“While flying an Allied fighter plane from Paris to England, American ATA pilot and amateur poet, Rose Justice, is captured by the Nazis and sent to Ravensbrück, the notorious women's concentration camp. Trapped in horrific circumstances, Rose finds hope in the impossible through the loyalty, bravery and friendship of her fellow prisoners. But will that be enough to endure the fate that’s in store for her?
Elizabeth Wein, author of the critically-acclaimed and best-selling Code Name Verity, delivers another stunning WWII thriller. The unforgettable story of Rose Justice is forged from heart-wrenching courage, resolve, and the slim, bright chance of survival.”
“Fight with realistic hope, not to destroy all the world’s wrong, but to renew its good.”
They do say, be careful what you wish for because you might just get it. Rose Justice learns that lesson all to well. Only 18 years old she is one of the youngest pilots involved in the war effort. Flying planes to transfer them from one airfield to another, what she really wants is permission to fly missions in to war-torn Europe. When she does get that opportunity through her uncle’s influence it turns into her first and last trip. While she safely delivers her passengers at their destination, she goes missing on the return trip. Nobody knows what happened to her, nobody knows where she went down, everybody, while hoping that she may be alive, is starting to realize that she has probably died.
But Rose hasn’t died. She’s been intercepted by German planes and captured. Through an administrative error she ends up in Ravensbrück Concentration Camp. Here she’ll experience horror, fear, hunger and desperation. In Ravensbrück she will also discover friendship and loyalty beyond her imagination.
“I’m done with it now – dry words on a page. The reality was much worse.” – Rose about when she arrives in Ravensbrück.
This is not an easy book to read. The reader is lulled into a false sense of security during the first part of the book which details Rose’s time in England, flying planes from one airport to another. In fact, by the time everything goes horribly wrong for Rose the reader is as ill prepared for what she is about to face as the character is. Like I said in my review of “Code Name Verity” I have in the past read a lot of books about WW II and I honestly thought there wasn’t a lot I didn’t know about. But, while I did know that the Germans used their prisoners for medical experiments, I did not know that the victims were called “Rabbits”.
And it is those “Rabbits” that this book is really about. Rose may be the main character, she may be the one telling this story but she is really only a mouthpiece used to describe horrors that are hard to imagine, even though we know they are true. Horrors so extreme that the world refused to believe them until it was forced to view the (living) evidence. Rose is incapable of telling her fellow prisoners that while the plight of the Rabbits had been reported in England, people hearing about it refused to believe it and brushed it off as propaganda. Because some things are just too hard to believe. However, if there is anybody out there who doubts that the things described in the section of this book set in Ravensbrück are true, if anyone finds themselves thinking that friendship couldn’t exist in such a place, that (young) people couldn't possibly survive such an experience, that it wasn't possible to cheat certain death, or that escape was impossible I would tell them to read Samuel Pisar’s memoir “Of Blood and Hope” and never doubt again.
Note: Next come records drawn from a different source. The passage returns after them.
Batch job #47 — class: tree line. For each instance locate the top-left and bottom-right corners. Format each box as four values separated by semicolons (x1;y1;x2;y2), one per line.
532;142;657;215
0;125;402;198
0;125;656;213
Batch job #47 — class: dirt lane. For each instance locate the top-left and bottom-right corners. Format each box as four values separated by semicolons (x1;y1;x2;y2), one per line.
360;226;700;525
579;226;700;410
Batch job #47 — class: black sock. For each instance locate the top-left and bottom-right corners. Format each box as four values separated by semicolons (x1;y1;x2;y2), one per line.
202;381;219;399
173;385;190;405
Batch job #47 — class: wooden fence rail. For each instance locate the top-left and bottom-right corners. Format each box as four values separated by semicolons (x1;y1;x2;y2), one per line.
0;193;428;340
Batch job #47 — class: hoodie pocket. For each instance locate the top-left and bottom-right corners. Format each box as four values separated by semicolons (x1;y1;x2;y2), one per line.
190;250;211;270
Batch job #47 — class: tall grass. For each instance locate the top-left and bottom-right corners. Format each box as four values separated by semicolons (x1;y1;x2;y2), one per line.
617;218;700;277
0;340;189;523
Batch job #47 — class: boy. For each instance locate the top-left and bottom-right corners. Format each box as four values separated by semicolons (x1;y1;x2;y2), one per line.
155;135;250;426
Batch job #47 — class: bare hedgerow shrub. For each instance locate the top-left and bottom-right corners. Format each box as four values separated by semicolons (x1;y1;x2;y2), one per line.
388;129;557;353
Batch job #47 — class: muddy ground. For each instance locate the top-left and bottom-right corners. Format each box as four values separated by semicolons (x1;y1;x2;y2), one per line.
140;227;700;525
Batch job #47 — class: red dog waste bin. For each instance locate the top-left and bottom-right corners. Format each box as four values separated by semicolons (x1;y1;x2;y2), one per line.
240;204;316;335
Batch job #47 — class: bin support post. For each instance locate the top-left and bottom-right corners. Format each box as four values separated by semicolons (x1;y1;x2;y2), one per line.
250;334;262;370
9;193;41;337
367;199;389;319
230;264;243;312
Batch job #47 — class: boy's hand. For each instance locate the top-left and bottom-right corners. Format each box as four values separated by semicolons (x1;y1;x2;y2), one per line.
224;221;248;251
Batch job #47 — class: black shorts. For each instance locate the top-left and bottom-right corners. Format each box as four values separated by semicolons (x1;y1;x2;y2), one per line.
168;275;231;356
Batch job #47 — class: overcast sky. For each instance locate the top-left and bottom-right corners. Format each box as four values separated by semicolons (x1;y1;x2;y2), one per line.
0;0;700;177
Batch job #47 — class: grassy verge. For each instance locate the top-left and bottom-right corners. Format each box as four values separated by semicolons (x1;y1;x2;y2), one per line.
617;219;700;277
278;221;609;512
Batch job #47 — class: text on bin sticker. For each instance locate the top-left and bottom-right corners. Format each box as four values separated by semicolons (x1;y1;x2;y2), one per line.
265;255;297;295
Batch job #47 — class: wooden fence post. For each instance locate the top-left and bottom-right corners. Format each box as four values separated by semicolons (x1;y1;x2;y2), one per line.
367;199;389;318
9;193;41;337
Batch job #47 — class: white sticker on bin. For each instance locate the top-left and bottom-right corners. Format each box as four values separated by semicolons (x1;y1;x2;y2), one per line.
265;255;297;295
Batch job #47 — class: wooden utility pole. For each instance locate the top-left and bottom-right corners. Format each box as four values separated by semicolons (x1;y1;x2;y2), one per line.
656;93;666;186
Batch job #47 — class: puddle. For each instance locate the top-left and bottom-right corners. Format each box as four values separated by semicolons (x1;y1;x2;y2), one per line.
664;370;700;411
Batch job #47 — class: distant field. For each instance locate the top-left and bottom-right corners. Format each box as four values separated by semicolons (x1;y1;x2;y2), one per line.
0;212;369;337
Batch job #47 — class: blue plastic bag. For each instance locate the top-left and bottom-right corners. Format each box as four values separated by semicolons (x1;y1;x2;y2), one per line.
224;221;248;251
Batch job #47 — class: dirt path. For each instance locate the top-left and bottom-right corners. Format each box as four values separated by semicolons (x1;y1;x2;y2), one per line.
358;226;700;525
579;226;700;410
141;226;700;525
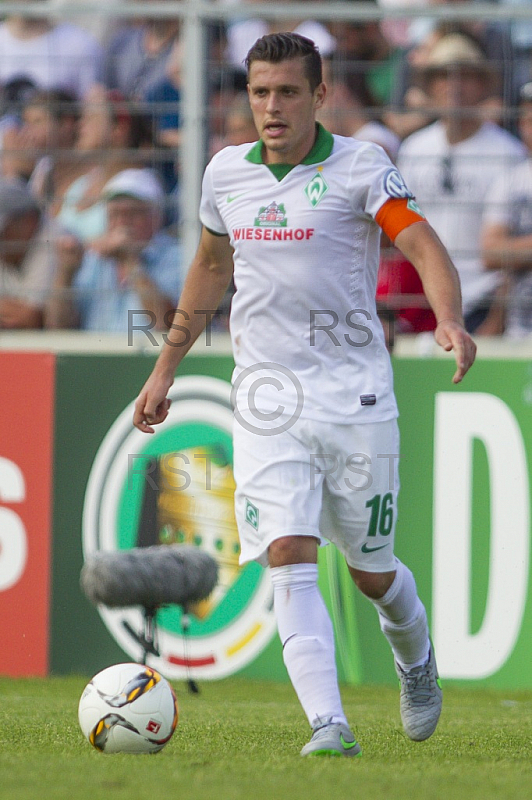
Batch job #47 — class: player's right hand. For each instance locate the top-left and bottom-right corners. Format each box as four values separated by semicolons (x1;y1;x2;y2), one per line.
434;320;477;383
133;373;172;433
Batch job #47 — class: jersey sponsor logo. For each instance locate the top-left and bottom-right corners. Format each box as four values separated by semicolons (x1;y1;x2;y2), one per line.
304;172;329;208
384;167;414;199
254;200;288;228
233;228;314;242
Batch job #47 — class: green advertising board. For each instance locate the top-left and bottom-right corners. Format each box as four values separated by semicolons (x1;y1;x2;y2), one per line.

Don’t read this book expecting a repeat of “Code Name Verity”. That book was a thriller with twists and turns and an uncertain ending as well as a story about friendship. “Rose Under Fire” is no thriller; we know Rose is going to survive that is made clear at the start of the book. This book is about what it took for Rose to survive and what surviving did to her. This story is harder to read because the horrors described are so – and I can’t think of a better word – horrific that even I, who has read so many books about this subject in the past, at times found it hard to read on.
This is a book that will break your heart, fill you with horror, and make you gasp in disbelief. Yet it is also a book that will flood you with admiration for the strength of these women. The power of hope against the odds and the capacity to selfishly love, even in the direst of circumstances, will restore your heart again.
Like I said above; these days I try to steer clear of books about WW II. I read my fill of them growing up in Holland. On the other hand I’m glad that books like these still get written. This is a story that can’t be allowed to ever be forgotten. And it is books like this one that ensure that present and future generations won’t be allowed to forget. Like the “Rabbits” say in the book: the world needs to be told. It needed to be told then, and it needs to be told now in the hope that there will come a time when people are no longer capable of inflicting this sort of trauma upon others.
“People don’t get moving, they don’t soar, they don’t achieve great heights, without something buoying them up.”